There is no difference
Between human love and divine love.
It's just the story we've been told!
The way we kiss,
The way we touch,
The way we enter our lover's embrace,
All our secrets with one another
Can lead to the Great Revelation:
There is a Way
To caress the Face of God
Even now...
I finally accepted that I was not going to be able to end homelessness, poverty, and marginalization: not even in the little world of Chinatown-Salinas, let alone throughout the country and around the world. While it could be done through the collective will of all of us together, I was not going to be the one to facilitate such a dramatic shift in consciousness and policy: poverty still crushes, the police still sweep, politicians still circle in blame, and charities still wonder about resources and next steps... But like Dostoevsky wrote a hundred years ago, it could all change in just one hour if we just began to love one another: that's exactly what thirty years of the homeless did to me!

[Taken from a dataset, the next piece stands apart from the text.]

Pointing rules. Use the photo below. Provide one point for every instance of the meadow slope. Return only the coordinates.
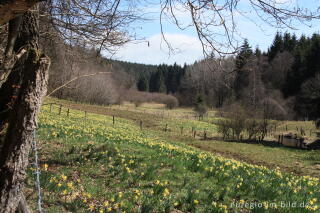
(91, 165)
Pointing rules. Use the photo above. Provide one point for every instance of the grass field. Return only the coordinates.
(91, 165)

If we just loved one another, everything would change in the blink of an eye... You ask, "Where to begin?" With your lover of course! Tonight, or as soon as you can, caress knowing that you are also caressing the Face of God! And then, inspired and activated by the compassion now burgeoning in your heart, carry it out into your daily world and serve others in any way you can and build justice: this is the miracle of transformation that is so absolutely ridiculous: it just might be true!